Confusion with rearrangements in the book of Phan Kim Hung "Secrets in Inequalities" APMO 1998

Question

I am only being introduced to Olympiad math, and one particular aspect of it caught my attention in the book "Secrets in Inequalities".

It's $$\text{Let $x, y, z$ be positive real numbers.

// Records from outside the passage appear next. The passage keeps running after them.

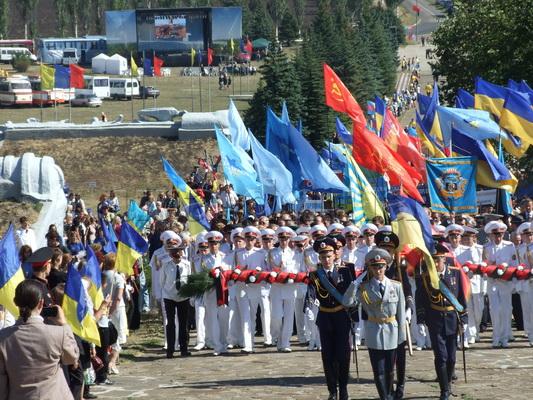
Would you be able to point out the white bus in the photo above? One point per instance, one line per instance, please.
(124, 88)
(7, 53)
(15, 90)
(97, 85)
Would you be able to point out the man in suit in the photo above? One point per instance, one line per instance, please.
(326, 286)
(384, 302)
(441, 317)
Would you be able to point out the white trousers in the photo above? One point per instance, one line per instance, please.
(474, 307)
(282, 320)
(218, 317)
(501, 309)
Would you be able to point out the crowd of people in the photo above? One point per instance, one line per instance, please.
(290, 242)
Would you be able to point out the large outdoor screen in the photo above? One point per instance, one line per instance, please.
(172, 30)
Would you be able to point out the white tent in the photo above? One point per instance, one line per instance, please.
(116, 65)
(98, 63)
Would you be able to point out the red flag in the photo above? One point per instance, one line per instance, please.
(158, 63)
(340, 99)
(210, 56)
(373, 153)
(249, 47)
(76, 76)
(399, 141)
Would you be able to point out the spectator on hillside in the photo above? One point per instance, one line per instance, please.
(25, 235)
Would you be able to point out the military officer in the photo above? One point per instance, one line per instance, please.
(441, 317)
(326, 287)
(496, 252)
(389, 241)
(384, 303)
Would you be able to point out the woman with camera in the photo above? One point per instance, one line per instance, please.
(31, 353)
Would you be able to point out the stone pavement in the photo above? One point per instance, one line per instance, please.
(146, 373)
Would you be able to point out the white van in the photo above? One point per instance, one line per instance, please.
(6, 53)
(123, 88)
(97, 85)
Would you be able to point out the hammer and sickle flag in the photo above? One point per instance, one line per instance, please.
(340, 99)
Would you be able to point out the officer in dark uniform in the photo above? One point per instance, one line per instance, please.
(326, 287)
(441, 317)
(389, 241)
(40, 262)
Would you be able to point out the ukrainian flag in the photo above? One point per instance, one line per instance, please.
(131, 246)
(192, 203)
(517, 116)
(380, 113)
(91, 270)
(10, 271)
(411, 224)
(76, 308)
(489, 97)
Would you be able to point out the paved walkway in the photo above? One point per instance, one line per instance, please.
(146, 373)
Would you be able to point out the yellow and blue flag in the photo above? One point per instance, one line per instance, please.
(131, 246)
(137, 217)
(489, 97)
(47, 77)
(11, 273)
(517, 115)
(191, 201)
(92, 271)
(411, 223)
(380, 113)
(76, 308)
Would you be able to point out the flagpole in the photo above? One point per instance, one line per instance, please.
(131, 81)
(144, 87)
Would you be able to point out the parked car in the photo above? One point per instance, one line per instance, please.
(148, 91)
(86, 100)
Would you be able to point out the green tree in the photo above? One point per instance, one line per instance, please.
(490, 38)
(4, 18)
(288, 30)
(279, 82)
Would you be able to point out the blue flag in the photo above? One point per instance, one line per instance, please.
(452, 184)
(278, 143)
(147, 66)
(109, 236)
(61, 77)
(237, 129)
(476, 124)
(276, 179)
(467, 146)
(239, 169)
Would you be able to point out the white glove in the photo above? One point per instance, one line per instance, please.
(408, 315)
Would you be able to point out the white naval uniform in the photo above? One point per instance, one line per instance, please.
(249, 296)
(217, 315)
(500, 292)
(283, 297)
(525, 289)
(301, 291)
(235, 336)
(478, 286)
(159, 258)
(202, 328)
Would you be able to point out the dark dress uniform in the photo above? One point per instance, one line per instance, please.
(441, 318)
(333, 324)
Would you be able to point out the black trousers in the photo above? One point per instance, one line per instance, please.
(102, 353)
(181, 308)
(444, 348)
(382, 361)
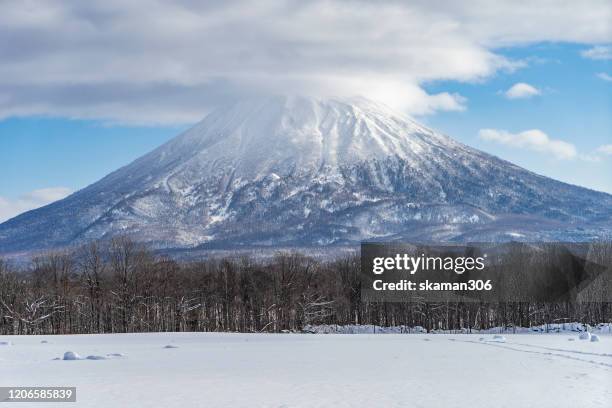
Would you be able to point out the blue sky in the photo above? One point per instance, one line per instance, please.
(86, 88)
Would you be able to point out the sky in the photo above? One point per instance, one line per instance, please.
(87, 87)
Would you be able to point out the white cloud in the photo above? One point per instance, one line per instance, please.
(157, 61)
(538, 141)
(31, 200)
(599, 52)
(605, 149)
(604, 76)
(521, 90)
(533, 139)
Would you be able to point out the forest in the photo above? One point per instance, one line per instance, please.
(121, 286)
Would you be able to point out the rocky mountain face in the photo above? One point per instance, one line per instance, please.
(294, 171)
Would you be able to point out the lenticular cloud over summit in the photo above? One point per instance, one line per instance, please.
(299, 171)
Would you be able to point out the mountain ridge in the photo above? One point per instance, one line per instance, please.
(290, 170)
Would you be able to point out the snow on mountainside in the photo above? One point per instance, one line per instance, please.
(281, 171)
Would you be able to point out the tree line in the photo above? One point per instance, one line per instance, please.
(121, 286)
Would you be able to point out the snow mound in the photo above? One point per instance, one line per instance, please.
(71, 355)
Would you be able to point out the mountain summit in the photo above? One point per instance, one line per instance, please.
(281, 171)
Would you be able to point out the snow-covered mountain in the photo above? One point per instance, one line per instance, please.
(281, 171)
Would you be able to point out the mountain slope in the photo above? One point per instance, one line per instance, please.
(301, 171)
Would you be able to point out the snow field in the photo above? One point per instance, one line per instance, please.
(302, 370)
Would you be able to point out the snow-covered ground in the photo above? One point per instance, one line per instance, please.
(305, 370)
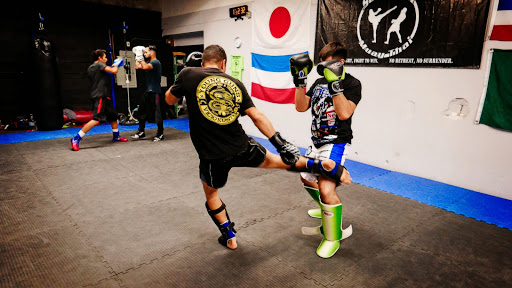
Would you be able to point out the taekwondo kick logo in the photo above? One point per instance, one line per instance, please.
(219, 99)
(387, 28)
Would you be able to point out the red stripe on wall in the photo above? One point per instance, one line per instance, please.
(280, 96)
(502, 33)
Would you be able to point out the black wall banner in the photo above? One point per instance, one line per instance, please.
(405, 33)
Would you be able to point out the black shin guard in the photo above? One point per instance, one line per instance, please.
(315, 166)
(227, 230)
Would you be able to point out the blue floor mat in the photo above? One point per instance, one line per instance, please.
(483, 207)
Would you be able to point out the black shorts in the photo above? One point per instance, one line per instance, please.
(215, 172)
(103, 110)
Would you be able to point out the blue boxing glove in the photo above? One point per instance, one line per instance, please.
(119, 62)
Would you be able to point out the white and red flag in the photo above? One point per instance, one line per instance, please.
(502, 28)
(280, 30)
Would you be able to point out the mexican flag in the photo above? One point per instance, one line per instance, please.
(496, 110)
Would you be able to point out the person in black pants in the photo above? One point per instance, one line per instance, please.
(154, 103)
(215, 101)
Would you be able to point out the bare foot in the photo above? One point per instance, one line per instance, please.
(232, 244)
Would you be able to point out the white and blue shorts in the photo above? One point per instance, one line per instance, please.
(335, 152)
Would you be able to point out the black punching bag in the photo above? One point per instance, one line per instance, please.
(48, 98)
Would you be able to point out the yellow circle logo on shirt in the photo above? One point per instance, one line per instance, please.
(219, 99)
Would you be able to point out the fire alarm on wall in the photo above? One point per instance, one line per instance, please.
(238, 42)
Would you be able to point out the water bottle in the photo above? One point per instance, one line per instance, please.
(32, 122)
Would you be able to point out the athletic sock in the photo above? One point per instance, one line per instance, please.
(231, 234)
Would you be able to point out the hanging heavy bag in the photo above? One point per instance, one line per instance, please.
(48, 100)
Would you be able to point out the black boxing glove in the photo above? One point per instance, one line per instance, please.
(289, 153)
(334, 73)
(300, 66)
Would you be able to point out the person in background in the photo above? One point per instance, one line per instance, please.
(102, 106)
(153, 105)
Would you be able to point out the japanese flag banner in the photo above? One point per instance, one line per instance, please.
(280, 30)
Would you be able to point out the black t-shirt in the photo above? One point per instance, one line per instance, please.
(99, 80)
(326, 126)
(215, 100)
(154, 76)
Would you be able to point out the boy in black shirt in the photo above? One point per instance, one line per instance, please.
(102, 107)
(333, 99)
(152, 106)
(215, 101)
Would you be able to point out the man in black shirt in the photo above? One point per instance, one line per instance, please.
(102, 107)
(215, 101)
(332, 99)
(153, 103)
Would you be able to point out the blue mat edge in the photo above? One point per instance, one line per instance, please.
(483, 207)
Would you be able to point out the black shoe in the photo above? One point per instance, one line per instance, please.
(158, 138)
(139, 135)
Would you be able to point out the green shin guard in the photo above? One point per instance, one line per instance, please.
(313, 192)
(331, 229)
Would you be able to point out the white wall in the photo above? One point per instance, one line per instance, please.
(398, 125)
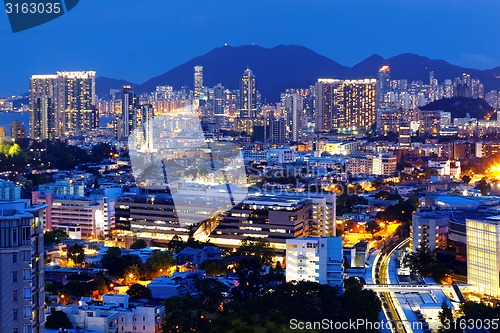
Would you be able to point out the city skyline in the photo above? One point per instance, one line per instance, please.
(194, 22)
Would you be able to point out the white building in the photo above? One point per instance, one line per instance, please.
(315, 259)
(483, 255)
(9, 190)
(281, 155)
(383, 164)
(114, 316)
(21, 261)
(429, 228)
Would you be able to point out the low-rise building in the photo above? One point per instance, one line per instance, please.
(114, 315)
(429, 229)
(315, 259)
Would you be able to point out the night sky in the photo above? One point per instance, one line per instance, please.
(138, 39)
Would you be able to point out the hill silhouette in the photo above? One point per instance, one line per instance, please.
(460, 106)
(291, 66)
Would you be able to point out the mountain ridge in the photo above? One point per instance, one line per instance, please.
(293, 66)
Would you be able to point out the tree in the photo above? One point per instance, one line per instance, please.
(214, 267)
(64, 295)
(159, 263)
(57, 320)
(211, 293)
(445, 318)
(138, 244)
(77, 254)
(113, 262)
(53, 237)
(176, 244)
(138, 291)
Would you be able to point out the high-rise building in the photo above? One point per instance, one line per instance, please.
(43, 107)
(219, 105)
(17, 130)
(277, 131)
(146, 127)
(77, 100)
(430, 122)
(325, 94)
(293, 106)
(355, 105)
(198, 81)
(483, 255)
(404, 134)
(383, 164)
(345, 104)
(316, 260)
(22, 294)
(383, 83)
(129, 109)
(248, 94)
(9, 190)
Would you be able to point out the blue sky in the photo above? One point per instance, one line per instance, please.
(138, 39)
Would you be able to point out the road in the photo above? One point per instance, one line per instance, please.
(381, 276)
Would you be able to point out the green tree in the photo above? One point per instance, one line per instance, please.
(138, 291)
(176, 244)
(77, 254)
(421, 261)
(57, 320)
(159, 263)
(113, 262)
(138, 244)
(446, 319)
(214, 267)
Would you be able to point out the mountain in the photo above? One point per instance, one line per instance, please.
(291, 66)
(276, 69)
(414, 67)
(460, 106)
(103, 85)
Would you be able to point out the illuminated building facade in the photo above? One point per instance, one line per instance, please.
(198, 81)
(483, 255)
(43, 107)
(273, 218)
(129, 109)
(345, 104)
(355, 105)
(383, 83)
(248, 95)
(77, 100)
(21, 254)
(315, 260)
(325, 94)
(429, 229)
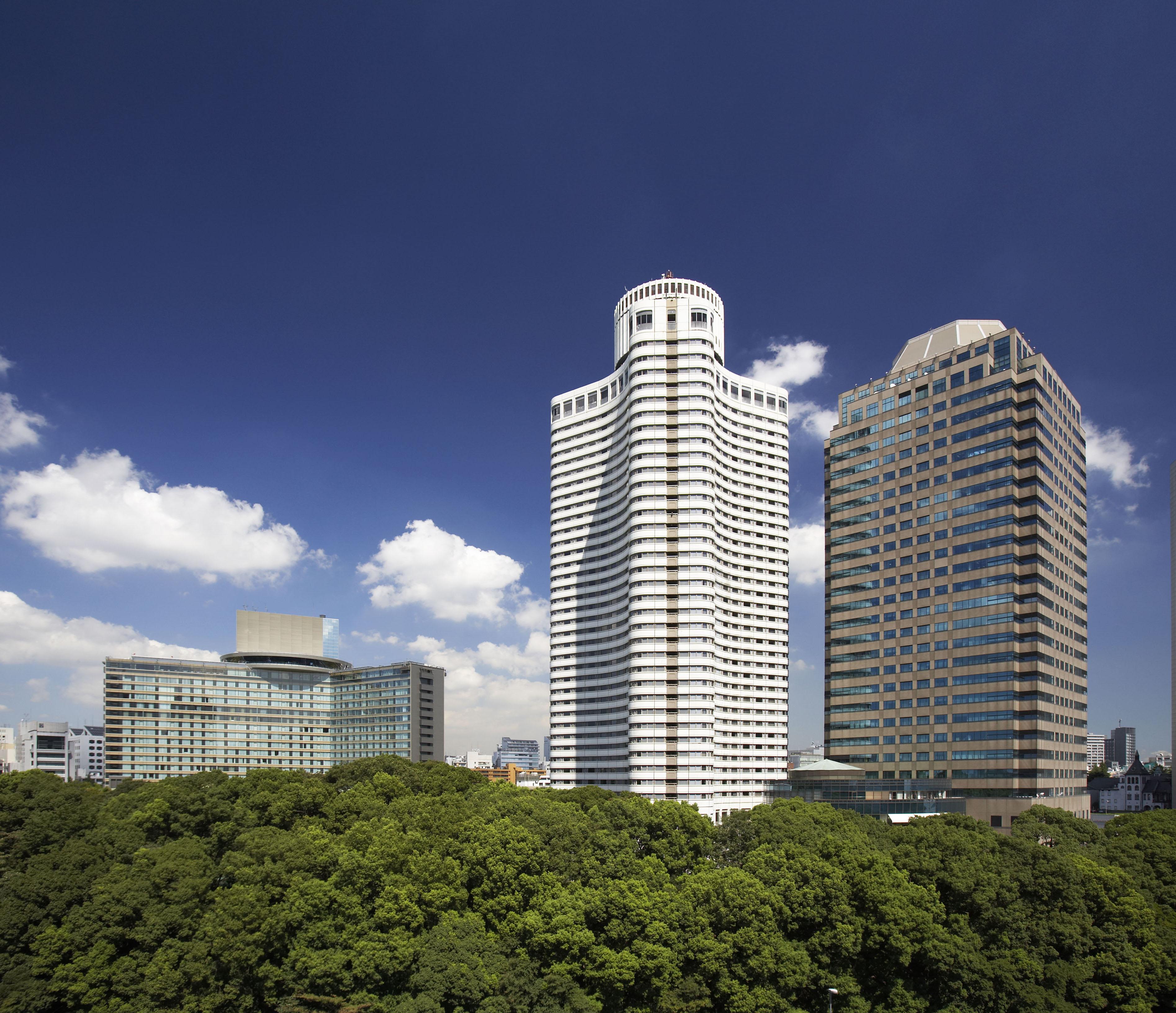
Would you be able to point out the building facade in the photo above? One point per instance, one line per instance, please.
(266, 709)
(670, 564)
(955, 574)
(85, 754)
(42, 746)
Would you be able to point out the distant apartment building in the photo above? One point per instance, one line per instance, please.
(1121, 746)
(276, 702)
(7, 750)
(42, 746)
(1097, 750)
(957, 574)
(521, 752)
(85, 754)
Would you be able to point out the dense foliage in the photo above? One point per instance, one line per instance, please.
(415, 889)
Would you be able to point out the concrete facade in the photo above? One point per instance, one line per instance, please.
(957, 574)
(670, 564)
(258, 632)
(42, 746)
(274, 708)
(86, 754)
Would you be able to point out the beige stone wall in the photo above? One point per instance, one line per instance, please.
(271, 631)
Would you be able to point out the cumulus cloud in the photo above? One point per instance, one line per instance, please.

Prove that}$$ $$\left(1+\frac{x}{y}\right)\left(1+\frac{y}{z}\right)\left(1+\frac{z}{x}\right)\ge 2+\frac{2(x+y+z)}{\sqrt[3]{xyz}}$$

Then the author claims that the problem follows this inequality

$$ \space \frac{x}{y}+\frac{y}{z}+\frac{z}{x}\ge \frac{x+y+z}{\sqrt[3]{xyz}} \qquad (1)$$

We can certainly rewrite the initial equation as $$\frac{x}{y}+\frac{x}{z}+\frac{y}{z} + \frac{y}{x}+\frac{z}{x}+\frac{z}{y} \ge \frac{2(x+y+z)}{\sqrt[3]{xyz}}$$

So, besides proving $(1)$, shouldn't we also prove $(2)$ $$ \space \frac{x}{z}+\frac{y}{x}+\frac{z}{y}\ge \frac{x+y+z}{\sqrt[3]{xyz}} \qquad (2)$$

or are they equivalent, and why?

Me myself tried to prove their equivalence using Jensen's inequality, assuming $f(n) = \frac{1}{n}$, like this:

if $(1)$ is true, then,

$$2) \space \frac{f\left(\frac{x}{y}\right) + f\left(\frac{y}{z}\right) + f\left(\frac{z}{x}\right)}{3} \ge f\left(\frac{\frac{x}{y}+\frac{y}{z}+\frac{z}{x}}{3} \right)$$

Unfortunately, it got to nothing

So, the chief question is why (1) and (2) are equivalent?

Answer 1

From the inequality $$\frac{x}{y}+\frac{y}{z}+\frac{z}{x}\ge\frac{x+y+z}{\sqrt[3]{xyz}}$$ You swap $y$ with $z$ to get $$\frac{x}{z}+\frac{z}{y}+\frac{y}{x}\ge\frac{x+z+y}{\sqrt[3]{xzy}}$$ $$\frac{x}{z}+\frac{y}{x}+\frac{z}{y}\ge\frac{x+y+z}{\sqrt[3]{xyz}}$$ So $(1)$ and $(2)$ are equivalent.

Answer 2

Another way.

We need to prove that: $$\prod_{cyc}(x+y)\geq 2xyz + 2(x+y+z) \sqrt[3]{x^2y^2z^2}$$ or $$\sum_{cyc}(x^2y+x^2z)\geq2\sum_{cyc}x^{\frac{5}{3}}y^{\frac{2}{3}}z^{\frac{2}{3}},$$ which is true by Muirhead because $$(2,1,0)\succ\left(\frac{5}{3},\frac{2}{3},\frac{2}{3}\right).$$

Answer 3

Expanding the LHS we have $$ \left(1+\frac{x}{y}\right)\left(1+\frac{y}{z}\right)\left(1+\frac{z}{x}\right) = 2 + \left(\frac{x}{y}+\frac{x}{z}\right) + \left(\frac{y}{z}+\frac{y}{x}\right) + \left(\frac{z}{x}+\frac{z}{y}\right) $$ By am-gm, this becomes $$ \ge 2 + 2\frac{x}{\sqrt{yz}} + 2\frac{y}{\sqrt{zx}} + 2\frac{z}{\sqrt{xy}} $$ Therefore, we need to show $$ \frac{x}{\sqrt{yz}} + \frac{y}{\sqrt{zx}} + \frac{z}{\sqrt{xy}} \ge \frac{x+y+z}{\sqrt[3]{xyz}} $$

Multiplying by $\sqrt{xyz}$ gives $$ x^{3/2} + y^{3/2} + z^{3/2} \ge (x+y+z)(xyz)^{1/6} $$ Using power mean and am-gm

\begin{align} \frac{x^{3/2}+y^{3/2}+z^{3/2}}{3} &\ge \left(\frac{x+y+z}{3}\right)^{3/2} \\ &= \left(\frac{x+y+z}{3}\right) \sqrt{\frac{x+y+z}{3}} \\ &\ge \left(\frac{x+y+z}{3}\right) \sqrt{\sqrt[3]{xyz}} \\ &= \frac{x+y+z}{3} (xyz)^{1/6} \end{align}

Finish by multiplying by $3$, giving desired result.